In a sampling of 11 specially-serviced office loans provided by Trepp to Distressed Asset Investments, all but one—Golden Triangle I&II in Greenbelt, MD, which transferred to special servicing this past December—originated during the 2005-2007 market peak. Largest of the loans by unpaid balance is $65.6 million on One Main Place, a one-million-square-foot office property in Dallas that was 34% vacant as of this past October. At that time, Fitch downgraded seven classes of circa-’05 GE Commercial Mortgage Corp. pass-through certificates due mainly to specially serviced loans, including the one on One Main. Eight of the properties in Trepp’s sample are REO or in foreclosure. One Main Place, which transferred to special servicing in December 2009, is 90-plus days delinquent, while the Golden Triangle complex is 30 days past due.
Although delinquency among Fitch-rated office CMBS is still well shy of multifamily’s 12.77%, its current 7.30% delinquency rate is no longer the lowest.
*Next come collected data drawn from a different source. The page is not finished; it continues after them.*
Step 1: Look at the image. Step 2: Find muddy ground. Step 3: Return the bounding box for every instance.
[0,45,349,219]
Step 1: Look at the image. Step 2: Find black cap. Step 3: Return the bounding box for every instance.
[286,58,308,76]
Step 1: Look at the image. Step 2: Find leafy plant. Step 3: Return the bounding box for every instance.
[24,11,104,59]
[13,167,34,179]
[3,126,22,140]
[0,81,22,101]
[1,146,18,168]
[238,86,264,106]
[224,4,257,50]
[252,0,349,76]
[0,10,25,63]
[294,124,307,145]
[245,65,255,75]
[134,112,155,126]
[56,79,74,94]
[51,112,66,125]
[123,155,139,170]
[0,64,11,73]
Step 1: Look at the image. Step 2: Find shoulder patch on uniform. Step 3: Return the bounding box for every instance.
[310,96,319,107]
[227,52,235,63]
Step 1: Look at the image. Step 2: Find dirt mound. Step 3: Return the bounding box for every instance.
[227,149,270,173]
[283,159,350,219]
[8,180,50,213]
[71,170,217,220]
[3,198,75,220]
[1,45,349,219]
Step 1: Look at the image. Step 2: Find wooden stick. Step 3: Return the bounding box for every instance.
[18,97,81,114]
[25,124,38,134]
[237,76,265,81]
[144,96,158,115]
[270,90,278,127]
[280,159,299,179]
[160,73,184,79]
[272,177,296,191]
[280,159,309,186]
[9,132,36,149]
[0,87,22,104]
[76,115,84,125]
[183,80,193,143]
That honor now falls to retail, which also saw a marginally smaller basis-point increase in its delinquency rate between December 2011 and January of this year: 42 bps to 7.21% compared to the 46-bp rise seen in office. Hotel and industrial CMBS experienced smaller monthly increases, while multifamily’s 165-bp decline pulled down the delinquency rate overall for January, the sixth month in a row that CMBS late-pays have declined, according to Fitch.
Even so, say Fitch and other sources, not all office properties will face headwinds in 2012. During a seminar sponsored by the Real Estate Board Of New York earlier this month, John Sikaitis, SVP and director of office research at Jones Lang LaSalle, said the best-recovering US office markets are those with a concentration of technology and energy tenancies. For its part, Fitch is concerned mainly by suburban office space and properties in “struggling markets.” According to Integra Realty Resources, suburban markets in the Chicago, Las Vegas, Sacramento, Tulsa and Tampa metro areas average greater than 22.5% vacancy, while CBD offices in Vegas, Atlanta and Dallas average greater vacancy than their suburban counterparts.
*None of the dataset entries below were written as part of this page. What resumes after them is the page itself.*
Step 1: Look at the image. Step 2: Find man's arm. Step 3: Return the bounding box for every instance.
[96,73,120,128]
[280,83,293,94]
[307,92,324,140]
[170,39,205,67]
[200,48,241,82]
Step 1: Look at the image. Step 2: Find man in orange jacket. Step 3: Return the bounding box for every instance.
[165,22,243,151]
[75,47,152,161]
Vegas and Atlanta both figure in IRR’s ranking of the top 10 office markets for distress, coming in at numbers three and eight, respectively. The top market for office distress as a percentage of 2001-2010 annual transaction volume is Detroit, followed by the Inland Empire, according to IRR, although the Motor City fares better than many other CBD markets in terms of the amount of time it will take for office fundamentals to stabilize. IRR figures that it will take the nation’s CBD markets an average of four to five years to stabilize, a range that dovetails with its projection for Detroit’s office fundamentals. By contrast, office fundamentals in Atlanta, Memphis, Northern New Jersey and Columbus, OH, among other markets, aren’t expected to achieve balance for 10 years or more.
Unlike the CBDs, where there was little new construction in recent years, the suburban markets have seen slight increases in supply. IRR says this negatively impacted the balance between supply and demand. “Additionally, the economy’s inability to create sustainable job growth appears to be impacting absorption expectations in the suburban office sector more than in the CBD office sector,” according to IRR’s Viewpoint 2012 report.
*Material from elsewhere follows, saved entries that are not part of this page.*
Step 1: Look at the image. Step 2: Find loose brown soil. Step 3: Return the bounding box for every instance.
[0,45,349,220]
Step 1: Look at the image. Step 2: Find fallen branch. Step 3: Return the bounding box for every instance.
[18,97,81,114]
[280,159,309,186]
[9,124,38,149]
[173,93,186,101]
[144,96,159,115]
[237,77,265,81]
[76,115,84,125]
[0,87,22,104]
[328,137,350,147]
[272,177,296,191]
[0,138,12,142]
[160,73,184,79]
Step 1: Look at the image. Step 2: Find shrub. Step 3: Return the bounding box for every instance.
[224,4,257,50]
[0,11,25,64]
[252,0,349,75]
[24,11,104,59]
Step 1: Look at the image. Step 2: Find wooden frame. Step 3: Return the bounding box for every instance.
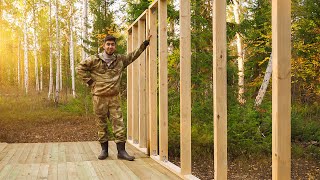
[127,0,291,179]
In an interview with the Seeking Alpha website earlier this month, Victor Calanog, head of research and economics at Reis Inc., predicted that the office sector will continue improving at a modest pace. He cited consensus forecast showing little hope for a ramping-up of job creation. “If we continue to proceed at a roughly 100,000- to 150,000-per-month pace in terms of job creation, it will continue to nudge office vacancies down, but not at a very fast rate,” Calanog told Seeking Alpha. Absorption in the sector will be positive, he said, but the total absorption across the span of 2012 will be equal to what we’d see during the course of a quarter in a more robust market.